Feynman Rules for the BFSS Model. Large $N$ Super Matrix Quantum Mechanics BFSS model is a theory of super-symmetric matrix quantum mechanics describing $N$ coincident $D0$-branes, defined by the action
$$S=\frac{1}{g^2}\int dt\ \text{Tr}\left\{ \frac{1}{2}(D_t X^I)^2 + \frac{1}{2}\psi_\alpha D_t \psi_\alpha + \frac{1}{4}[X^I,X^J]^2 + \frac{1}{2}i\psi_\alpha \gamma_{\alpha\beta}^I[\psi_\beta,X^I]\right\}.$$
You can read about the background and all the details regarding the indices, the gauge field, the spinor representations in a nice paper by Maldacena, To gauge or not to gauge? See section 2 specifically.
Now this is not a quantum field theory in $d+1$ dimensions. This is simply quantum mechanics in $0+1$ dimensions. In quantum mechanics we can similarly define Feynman diagrams for perturbative calculations, but this is not something known as commonly as Feynman diagram techniques in quantum field theory. See for example this nice review by Abbott, Feynman diagrams in quantum mechanics.
When I did a literature search, I couldn't find any results regarding Feynman rules for the BFSS model. Is this something that has never been considered? Or is it just too hard to find the propagators and vertex factors? How can we go about calculating the free propagator?

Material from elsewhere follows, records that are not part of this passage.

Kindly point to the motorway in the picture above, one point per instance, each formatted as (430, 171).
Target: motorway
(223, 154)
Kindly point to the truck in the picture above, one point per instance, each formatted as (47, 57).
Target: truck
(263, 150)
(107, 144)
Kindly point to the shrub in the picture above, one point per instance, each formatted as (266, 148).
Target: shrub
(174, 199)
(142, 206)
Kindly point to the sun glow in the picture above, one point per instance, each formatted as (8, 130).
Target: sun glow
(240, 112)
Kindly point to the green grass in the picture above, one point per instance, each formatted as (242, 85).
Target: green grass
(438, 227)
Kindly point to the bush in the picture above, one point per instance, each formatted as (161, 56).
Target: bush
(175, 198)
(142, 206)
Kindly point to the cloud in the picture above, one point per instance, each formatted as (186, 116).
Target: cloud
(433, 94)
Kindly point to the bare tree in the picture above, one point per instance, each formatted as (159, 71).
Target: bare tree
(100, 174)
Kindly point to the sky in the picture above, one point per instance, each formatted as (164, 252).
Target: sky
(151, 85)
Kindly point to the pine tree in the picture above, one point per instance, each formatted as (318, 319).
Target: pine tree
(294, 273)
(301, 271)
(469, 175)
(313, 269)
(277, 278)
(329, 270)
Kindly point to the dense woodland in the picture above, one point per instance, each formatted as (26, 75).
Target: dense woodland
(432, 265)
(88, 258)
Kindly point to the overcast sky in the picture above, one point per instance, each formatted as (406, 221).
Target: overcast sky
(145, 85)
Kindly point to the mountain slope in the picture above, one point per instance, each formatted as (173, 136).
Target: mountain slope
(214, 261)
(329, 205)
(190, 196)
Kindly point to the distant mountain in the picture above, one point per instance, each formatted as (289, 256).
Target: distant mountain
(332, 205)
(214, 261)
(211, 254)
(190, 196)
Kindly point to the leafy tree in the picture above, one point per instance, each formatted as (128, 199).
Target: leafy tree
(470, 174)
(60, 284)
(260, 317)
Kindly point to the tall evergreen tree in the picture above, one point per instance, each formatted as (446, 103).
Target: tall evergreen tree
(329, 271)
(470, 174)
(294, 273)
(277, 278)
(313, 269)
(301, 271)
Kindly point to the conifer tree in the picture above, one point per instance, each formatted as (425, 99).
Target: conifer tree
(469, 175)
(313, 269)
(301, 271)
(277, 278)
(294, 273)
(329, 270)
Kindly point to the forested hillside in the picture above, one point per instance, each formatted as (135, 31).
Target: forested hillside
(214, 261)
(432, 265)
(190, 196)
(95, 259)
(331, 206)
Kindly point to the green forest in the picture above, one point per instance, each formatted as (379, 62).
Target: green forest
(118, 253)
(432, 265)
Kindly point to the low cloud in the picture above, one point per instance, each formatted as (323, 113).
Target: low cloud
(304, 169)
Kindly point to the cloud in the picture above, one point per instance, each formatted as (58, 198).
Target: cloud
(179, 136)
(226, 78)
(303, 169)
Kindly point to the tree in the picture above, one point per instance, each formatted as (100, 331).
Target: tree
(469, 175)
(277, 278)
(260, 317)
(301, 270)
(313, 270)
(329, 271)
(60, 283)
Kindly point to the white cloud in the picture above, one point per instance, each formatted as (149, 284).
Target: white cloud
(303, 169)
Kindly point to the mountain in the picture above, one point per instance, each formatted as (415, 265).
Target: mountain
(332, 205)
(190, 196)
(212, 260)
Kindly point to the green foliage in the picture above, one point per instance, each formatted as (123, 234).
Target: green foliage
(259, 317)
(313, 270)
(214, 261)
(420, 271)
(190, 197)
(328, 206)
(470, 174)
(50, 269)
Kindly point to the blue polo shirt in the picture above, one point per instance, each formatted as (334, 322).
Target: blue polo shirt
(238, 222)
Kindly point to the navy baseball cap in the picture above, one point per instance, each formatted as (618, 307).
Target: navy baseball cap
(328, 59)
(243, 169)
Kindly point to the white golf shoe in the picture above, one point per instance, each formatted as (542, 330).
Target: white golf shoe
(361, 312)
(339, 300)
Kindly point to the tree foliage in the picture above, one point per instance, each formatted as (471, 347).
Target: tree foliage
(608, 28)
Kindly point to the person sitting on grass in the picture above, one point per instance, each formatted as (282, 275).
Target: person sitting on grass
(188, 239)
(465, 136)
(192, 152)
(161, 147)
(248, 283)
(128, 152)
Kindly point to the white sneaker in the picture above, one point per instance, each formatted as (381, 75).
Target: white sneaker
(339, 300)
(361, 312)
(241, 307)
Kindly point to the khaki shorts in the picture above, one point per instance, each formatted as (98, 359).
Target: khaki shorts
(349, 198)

Can we look at an expansion for the full propagator in the large-$N$ limit?
It feels as if we need to introduce the 1PI diagrams, and construct something like this Equation 7.22 in Peskin & Schroeder: writing the Fourier transform of a two-point function as a series of 1PI diagrams.

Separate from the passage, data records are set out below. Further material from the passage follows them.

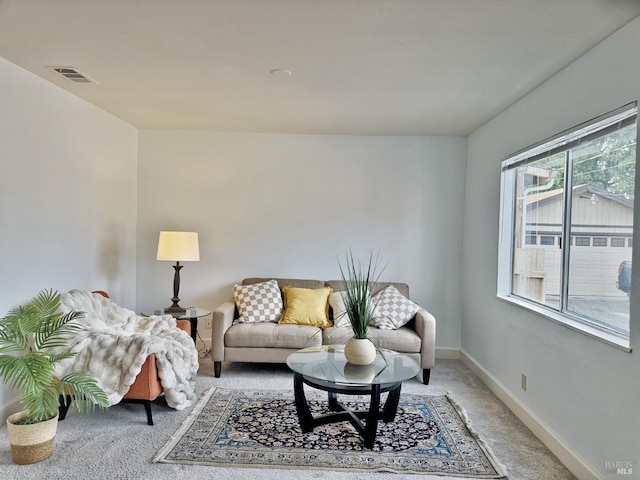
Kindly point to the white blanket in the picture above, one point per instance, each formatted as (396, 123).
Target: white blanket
(114, 342)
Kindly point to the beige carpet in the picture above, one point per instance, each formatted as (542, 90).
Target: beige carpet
(118, 444)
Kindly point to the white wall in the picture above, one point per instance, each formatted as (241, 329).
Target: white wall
(67, 196)
(587, 391)
(289, 205)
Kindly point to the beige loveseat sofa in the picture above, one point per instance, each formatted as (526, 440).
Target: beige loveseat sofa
(272, 342)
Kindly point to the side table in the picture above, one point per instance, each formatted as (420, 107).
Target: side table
(192, 314)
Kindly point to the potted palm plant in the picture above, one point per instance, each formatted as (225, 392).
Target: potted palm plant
(359, 280)
(25, 334)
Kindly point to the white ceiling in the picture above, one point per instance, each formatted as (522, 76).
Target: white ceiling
(379, 67)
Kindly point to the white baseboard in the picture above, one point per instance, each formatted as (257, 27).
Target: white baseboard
(448, 353)
(576, 465)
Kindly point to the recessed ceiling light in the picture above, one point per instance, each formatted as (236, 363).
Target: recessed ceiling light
(72, 74)
(280, 72)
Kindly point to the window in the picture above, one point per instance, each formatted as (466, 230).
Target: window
(599, 241)
(547, 240)
(580, 186)
(618, 242)
(583, 241)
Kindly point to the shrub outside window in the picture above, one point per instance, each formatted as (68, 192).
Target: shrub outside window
(578, 185)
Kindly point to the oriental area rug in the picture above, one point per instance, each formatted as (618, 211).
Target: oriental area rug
(260, 429)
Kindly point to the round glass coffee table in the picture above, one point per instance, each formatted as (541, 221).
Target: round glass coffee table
(327, 369)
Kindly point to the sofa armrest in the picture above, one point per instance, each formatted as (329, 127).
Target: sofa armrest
(222, 320)
(426, 328)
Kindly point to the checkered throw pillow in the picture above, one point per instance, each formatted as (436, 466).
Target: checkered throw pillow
(260, 302)
(392, 309)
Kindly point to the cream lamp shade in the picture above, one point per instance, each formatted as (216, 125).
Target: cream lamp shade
(178, 247)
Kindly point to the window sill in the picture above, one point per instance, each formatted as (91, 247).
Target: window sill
(572, 323)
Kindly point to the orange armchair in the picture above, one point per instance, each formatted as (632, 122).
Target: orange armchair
(145, 388)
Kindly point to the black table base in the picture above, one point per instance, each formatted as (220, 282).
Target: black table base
(341, 413)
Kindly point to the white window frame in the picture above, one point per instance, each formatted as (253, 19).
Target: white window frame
(507, 223)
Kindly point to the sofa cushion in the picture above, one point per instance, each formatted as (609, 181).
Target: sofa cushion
(392, 309)
(272, 335)
(306, 306)
(258, 302)
(404, 339)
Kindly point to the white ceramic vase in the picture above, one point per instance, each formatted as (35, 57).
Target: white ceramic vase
(360, 351)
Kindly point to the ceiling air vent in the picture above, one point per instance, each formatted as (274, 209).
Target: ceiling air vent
(72, 74)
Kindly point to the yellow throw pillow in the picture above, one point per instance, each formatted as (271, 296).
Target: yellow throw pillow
(306, 306)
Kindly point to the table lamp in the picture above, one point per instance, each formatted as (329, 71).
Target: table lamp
(177, 247)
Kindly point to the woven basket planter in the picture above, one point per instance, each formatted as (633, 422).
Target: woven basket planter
(31, 443)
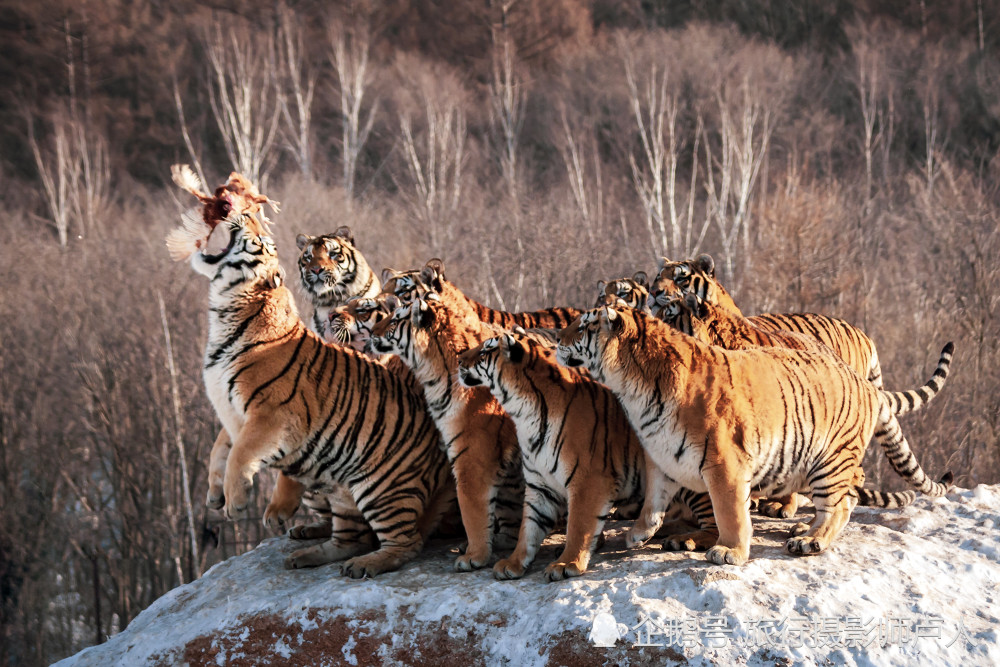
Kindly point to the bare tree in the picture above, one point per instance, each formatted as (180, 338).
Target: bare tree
(349, 55)
(296, 84)
(731, 176)
(242, 71)
(507, 102)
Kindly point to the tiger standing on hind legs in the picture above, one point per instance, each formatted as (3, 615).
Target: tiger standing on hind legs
(763, 421)
(322, 415)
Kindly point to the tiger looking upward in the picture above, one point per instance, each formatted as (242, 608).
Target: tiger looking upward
(333, 271)
(755, 422)
(479, 438)
(325, 416)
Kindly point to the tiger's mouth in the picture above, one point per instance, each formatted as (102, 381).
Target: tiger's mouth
(220, 242)
(467, 379)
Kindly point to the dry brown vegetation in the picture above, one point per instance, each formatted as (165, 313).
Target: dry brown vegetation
(837, 157)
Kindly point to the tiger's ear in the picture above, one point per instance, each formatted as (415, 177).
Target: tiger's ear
(421, 315)
(345, 233)
(431, 276)
(695, 305)
(391, 303)
(512, 348)
(438, 265)
(705, 264)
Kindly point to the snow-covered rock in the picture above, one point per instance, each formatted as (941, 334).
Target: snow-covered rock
(903, 587)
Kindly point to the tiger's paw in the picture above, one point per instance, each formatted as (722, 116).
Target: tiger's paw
(215, 498)
(368, 565)
(696, 541)
(778, 510)
(237, 497)
(638, 536)
(804, 546)
(311, 531)
(277, 513)
(508, 568)
(721, 555)
(471, 560)
(799, 529)
(559, 571)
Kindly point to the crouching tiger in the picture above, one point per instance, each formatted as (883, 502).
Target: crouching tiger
(756, 422)
(322, 415)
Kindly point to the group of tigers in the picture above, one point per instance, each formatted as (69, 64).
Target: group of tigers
(408, 408)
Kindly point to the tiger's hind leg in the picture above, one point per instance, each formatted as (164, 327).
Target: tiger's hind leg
(217, 470)
(784, 507)
(707, 535)
(346, 531)
(284, 502)
(834, 504)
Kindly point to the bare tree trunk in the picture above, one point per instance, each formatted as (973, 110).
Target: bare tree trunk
(349, 55)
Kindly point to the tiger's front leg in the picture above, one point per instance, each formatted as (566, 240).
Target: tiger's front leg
(728, 481)
(659, 491)
(284, 502)
(258, 441)
(217, 470)
(587, 508)
(540, 516)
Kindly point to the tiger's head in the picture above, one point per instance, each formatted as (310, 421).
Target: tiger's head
(633, 291)
(497, 361)
(330, 266)
(352, 323)
(594, 336)
(408, 332)
(686, 313)
(693, 276)
(406, 285)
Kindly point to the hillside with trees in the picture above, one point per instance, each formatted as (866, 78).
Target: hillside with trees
(835, 157)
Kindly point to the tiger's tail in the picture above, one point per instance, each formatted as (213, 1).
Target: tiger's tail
(902, 402)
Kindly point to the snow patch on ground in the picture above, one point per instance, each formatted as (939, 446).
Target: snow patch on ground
(902, 587)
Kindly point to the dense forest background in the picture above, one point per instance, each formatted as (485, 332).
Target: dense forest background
(838, 156)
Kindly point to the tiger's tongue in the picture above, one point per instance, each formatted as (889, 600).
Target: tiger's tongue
(218, 240)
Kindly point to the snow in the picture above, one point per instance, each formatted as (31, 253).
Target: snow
(931, 569)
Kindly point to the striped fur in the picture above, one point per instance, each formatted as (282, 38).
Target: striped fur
(578, 453)
(479, 438)
(754, 422)
(697, 276)
(404, 285)
(324, 416)
(332, 271)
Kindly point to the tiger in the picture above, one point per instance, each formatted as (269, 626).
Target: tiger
(633, 291)
(717, 326)
(405, 283)
(578, 453)
(698, 276)
(737, 424)
(480, 439)
(325, 416)
(332, 271)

Is there an effective action for the BFSS? Maybe that can simplify the computations?
 A: You can read the Feynman rules directly from the action you wrote. In general, the propagators and vertices take the same form for these types of theories. The "spacetime" dependance of these is the same as the usual scalar theories that are used to teach QFT. The non-trivial part of the computation comes from the matrix combinatorics. This problem was first considered by ‘t Hooft in Nucl.Phys.B 72 (1974) 461 for large N QCD. This problem is notoriously difficult and very well studied in many contexts. Some of the details on how these computations are done can be found in the AdS/CFT integrability review.
BFSS is a notoriously difficult model to solve, and it is also plagued by problems such as having flat directions in the moduli space of vacua which make numerical analysis difficult. Nowadays there are other models which capture similar things as BFSS that are either more amenable to systematic analysis (such as $\mathcal{N}$=4 SYM which is a cousin of BFSS, or the BMN matrix model which has nicer vacua), or simpler solvable toy models such as SYK.
A: As @AdolfoHolguin remarked it is quite easy to read off the Feynman rules from the action itself. See Developing local RG: quantum RG and BFSS.